Stifte raus – es wird ernst!

    1. Trage E-Mails, WhatsApp, Facebook (usw.) zu konkreten Zeiten (morgens, mittags, abends) ein. Bleibe dabei aber konkret. Schreibe also nicht einfach „Mails usw. nach 17:00 Uhr“, sondern etwa: Facebook 17:00-17:30 Uhr, E-Mails 19:00 – 19:30 Uhr, WhatsApp 19:30 – 20:00 Uhr.

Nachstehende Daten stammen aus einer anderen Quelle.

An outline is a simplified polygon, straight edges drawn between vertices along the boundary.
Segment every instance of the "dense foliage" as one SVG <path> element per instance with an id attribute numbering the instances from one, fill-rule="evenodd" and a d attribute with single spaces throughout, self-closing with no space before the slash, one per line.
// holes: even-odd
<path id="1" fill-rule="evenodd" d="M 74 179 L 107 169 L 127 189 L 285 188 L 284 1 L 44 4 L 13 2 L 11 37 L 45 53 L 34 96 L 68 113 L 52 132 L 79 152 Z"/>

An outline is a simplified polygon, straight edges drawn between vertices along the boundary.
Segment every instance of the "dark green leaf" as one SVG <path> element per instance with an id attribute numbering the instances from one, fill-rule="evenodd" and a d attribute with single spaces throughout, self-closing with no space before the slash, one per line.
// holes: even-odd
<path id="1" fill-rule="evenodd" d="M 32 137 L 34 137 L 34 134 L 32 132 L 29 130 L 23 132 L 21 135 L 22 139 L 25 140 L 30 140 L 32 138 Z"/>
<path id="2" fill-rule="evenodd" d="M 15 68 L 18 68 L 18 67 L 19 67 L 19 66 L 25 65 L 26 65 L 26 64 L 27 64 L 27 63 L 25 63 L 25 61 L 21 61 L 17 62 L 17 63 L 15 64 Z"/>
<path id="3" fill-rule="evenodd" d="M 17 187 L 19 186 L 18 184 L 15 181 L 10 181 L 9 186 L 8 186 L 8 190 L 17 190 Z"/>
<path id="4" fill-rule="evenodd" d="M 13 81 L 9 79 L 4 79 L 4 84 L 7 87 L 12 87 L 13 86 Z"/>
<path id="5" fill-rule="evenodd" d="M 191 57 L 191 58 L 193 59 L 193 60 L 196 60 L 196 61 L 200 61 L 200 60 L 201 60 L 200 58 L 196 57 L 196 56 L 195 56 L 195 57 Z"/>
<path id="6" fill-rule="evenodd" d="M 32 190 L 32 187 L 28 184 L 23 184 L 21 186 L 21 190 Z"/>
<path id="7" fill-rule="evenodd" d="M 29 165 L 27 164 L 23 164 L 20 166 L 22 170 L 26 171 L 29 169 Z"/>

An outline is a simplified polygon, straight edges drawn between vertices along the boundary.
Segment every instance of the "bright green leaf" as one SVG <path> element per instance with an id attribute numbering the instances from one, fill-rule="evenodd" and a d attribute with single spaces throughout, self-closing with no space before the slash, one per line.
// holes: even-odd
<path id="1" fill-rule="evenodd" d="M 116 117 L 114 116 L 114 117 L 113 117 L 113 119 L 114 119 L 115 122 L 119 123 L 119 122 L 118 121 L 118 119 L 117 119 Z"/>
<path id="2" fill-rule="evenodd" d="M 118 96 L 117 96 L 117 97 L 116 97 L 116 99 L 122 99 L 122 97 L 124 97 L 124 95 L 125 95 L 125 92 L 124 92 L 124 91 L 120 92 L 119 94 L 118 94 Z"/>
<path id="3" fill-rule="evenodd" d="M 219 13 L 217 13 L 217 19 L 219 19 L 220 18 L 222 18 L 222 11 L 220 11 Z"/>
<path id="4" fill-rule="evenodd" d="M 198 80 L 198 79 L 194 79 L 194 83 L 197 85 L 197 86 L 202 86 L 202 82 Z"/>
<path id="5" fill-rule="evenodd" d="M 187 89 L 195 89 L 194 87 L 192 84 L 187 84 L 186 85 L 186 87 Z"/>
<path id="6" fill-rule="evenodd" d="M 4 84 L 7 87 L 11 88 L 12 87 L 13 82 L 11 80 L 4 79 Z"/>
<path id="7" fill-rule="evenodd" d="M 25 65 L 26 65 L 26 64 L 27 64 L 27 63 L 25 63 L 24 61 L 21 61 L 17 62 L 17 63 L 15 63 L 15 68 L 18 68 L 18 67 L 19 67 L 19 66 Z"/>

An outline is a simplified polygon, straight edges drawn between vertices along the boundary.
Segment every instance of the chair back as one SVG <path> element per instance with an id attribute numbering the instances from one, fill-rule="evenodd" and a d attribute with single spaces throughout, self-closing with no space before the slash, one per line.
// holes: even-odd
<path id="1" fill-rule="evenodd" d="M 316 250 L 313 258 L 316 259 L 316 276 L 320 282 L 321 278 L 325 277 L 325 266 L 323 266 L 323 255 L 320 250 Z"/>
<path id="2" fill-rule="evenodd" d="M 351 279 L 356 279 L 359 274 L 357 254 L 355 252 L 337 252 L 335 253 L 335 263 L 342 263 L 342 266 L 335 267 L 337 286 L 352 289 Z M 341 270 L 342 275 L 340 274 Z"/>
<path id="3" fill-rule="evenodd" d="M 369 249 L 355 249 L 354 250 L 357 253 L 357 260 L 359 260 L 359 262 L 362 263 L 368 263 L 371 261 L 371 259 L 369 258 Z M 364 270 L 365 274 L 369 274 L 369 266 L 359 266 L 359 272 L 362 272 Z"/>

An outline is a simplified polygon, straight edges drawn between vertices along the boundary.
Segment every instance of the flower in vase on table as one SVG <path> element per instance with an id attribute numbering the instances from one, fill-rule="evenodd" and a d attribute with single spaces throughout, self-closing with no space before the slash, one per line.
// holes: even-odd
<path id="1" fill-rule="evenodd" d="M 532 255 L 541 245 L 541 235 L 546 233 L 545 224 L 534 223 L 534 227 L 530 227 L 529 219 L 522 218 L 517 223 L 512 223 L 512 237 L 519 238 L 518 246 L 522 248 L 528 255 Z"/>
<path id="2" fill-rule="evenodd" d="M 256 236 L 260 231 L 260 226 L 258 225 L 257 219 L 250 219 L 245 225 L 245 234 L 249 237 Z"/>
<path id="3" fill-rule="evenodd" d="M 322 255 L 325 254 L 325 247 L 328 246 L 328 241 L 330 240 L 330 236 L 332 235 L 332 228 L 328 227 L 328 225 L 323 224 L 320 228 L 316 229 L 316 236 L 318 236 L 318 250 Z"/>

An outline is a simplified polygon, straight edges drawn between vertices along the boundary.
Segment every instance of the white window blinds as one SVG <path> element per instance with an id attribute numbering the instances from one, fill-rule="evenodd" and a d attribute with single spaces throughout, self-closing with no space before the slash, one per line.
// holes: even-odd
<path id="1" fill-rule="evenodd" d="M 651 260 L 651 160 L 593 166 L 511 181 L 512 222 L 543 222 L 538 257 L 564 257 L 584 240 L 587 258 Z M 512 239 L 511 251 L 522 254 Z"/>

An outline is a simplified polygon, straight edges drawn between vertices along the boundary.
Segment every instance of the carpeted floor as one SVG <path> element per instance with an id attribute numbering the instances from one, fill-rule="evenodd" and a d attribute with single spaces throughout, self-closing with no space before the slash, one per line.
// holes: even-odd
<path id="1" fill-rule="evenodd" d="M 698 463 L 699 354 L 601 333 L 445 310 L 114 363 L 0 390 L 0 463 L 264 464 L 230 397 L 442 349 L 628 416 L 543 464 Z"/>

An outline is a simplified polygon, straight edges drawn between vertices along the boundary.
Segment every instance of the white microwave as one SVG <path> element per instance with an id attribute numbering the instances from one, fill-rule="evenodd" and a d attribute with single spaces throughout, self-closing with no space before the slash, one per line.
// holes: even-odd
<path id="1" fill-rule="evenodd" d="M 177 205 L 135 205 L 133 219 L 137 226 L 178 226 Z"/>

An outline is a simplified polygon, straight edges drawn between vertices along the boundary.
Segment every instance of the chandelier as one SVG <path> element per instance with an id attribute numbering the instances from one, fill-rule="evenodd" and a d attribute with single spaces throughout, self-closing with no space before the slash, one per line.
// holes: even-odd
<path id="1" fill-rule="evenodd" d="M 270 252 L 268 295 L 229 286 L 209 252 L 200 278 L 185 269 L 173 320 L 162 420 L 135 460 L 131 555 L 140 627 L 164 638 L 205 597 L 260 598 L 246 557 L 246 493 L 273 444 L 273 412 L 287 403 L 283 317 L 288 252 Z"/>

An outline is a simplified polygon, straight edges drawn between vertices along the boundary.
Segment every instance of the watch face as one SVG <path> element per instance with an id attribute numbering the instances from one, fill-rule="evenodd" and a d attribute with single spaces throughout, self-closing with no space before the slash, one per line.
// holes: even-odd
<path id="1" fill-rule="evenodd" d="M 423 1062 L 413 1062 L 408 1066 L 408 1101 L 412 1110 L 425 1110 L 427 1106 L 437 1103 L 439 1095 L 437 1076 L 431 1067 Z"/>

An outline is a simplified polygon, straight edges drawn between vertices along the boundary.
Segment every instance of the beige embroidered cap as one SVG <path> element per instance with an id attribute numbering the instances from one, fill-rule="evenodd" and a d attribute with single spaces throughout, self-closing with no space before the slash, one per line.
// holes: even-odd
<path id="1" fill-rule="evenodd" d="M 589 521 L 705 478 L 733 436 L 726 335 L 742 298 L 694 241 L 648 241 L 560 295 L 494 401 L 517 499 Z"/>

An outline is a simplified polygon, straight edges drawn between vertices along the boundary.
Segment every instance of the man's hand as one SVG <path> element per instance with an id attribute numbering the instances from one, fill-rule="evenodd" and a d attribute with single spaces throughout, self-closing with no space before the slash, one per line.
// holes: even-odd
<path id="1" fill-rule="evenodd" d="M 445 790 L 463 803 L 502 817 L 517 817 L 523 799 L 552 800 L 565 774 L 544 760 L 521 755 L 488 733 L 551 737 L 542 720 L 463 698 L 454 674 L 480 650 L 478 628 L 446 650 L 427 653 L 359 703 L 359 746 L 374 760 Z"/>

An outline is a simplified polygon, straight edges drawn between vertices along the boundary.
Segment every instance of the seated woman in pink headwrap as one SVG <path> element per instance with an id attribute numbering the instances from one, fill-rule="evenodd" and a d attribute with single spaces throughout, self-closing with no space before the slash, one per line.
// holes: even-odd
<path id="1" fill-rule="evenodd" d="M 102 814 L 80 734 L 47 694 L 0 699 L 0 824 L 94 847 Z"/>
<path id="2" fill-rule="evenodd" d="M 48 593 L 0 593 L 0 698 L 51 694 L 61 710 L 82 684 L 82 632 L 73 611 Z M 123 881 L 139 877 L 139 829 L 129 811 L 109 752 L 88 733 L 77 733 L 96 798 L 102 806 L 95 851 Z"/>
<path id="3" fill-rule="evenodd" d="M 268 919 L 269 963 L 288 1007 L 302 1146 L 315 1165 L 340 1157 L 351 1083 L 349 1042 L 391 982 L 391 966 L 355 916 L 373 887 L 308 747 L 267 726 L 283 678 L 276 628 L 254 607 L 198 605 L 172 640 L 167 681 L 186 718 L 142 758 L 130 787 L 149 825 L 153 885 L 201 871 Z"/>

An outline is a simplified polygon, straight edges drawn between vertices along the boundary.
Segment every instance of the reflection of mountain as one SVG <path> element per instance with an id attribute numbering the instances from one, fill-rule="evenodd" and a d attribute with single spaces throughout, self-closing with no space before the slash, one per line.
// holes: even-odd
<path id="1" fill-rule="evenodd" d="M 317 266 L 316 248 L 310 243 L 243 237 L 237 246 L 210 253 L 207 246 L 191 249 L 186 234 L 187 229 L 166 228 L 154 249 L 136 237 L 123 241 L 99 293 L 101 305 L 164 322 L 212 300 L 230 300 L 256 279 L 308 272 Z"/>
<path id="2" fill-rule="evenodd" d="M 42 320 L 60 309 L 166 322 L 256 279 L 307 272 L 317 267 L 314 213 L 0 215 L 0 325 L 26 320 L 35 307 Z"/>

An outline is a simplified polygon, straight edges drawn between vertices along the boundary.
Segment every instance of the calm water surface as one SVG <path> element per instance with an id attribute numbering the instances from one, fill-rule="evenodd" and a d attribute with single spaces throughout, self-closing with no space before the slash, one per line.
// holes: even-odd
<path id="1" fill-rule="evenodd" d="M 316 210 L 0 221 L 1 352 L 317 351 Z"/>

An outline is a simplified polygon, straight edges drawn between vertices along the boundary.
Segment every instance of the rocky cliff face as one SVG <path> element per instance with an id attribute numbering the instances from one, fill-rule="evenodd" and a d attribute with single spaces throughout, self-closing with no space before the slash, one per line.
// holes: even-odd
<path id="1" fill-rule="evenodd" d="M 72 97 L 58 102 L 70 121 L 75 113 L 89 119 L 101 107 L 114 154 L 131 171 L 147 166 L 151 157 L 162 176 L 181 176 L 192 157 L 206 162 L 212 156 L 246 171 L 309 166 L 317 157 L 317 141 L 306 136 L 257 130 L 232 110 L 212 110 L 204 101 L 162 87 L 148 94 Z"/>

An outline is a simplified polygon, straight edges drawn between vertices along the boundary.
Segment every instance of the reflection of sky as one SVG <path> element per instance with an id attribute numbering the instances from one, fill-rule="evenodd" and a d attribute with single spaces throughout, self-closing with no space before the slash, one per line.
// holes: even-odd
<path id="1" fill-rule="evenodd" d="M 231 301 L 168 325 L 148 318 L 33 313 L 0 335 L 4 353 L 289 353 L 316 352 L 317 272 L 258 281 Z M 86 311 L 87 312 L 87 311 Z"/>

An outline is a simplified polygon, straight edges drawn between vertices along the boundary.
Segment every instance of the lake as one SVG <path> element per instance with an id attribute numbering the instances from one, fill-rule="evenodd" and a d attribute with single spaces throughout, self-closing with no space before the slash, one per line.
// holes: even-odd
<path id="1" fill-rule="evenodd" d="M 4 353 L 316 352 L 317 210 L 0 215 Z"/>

Was glaubst du, wie stolz du auf dich sein wirst, wenn du feststellst, dass du tatsächlich nicht so lange für die jeweiligen Blöcke gebraucht hast!
    2. Stelle alle automatischen Nachrichten aus. Wir wollen versuchen, Ablenkungen bestimmten Zeiten zuzuweisen. Es reicht, wenn wir die dringende „Push-Mitteilung“ lesen, wenn wir es für dringend halten und nicht, wenn uns das unser hochauflösendes Display versucht zu sagen. WhatsApp ist ein Tool, das dich unterstützen soll – nicht du bist ein Tool, das WhatsApp unterstützen soll 😉
    3. Stelle dein Handy und deinen Computer während deiner Lernzeit in den Ruhemodus. Du kannst den Ruhemodus auch so einstellen, dass nur bestimmte Personen durchkommen, oder Anrufer, die zweimal hintereinander anrufen, durchgeleitet werden. So vermeidest du, wirklich Dringendes zu verpassen.

Liebe Grüße und… vergiss nicht dranzubleiben!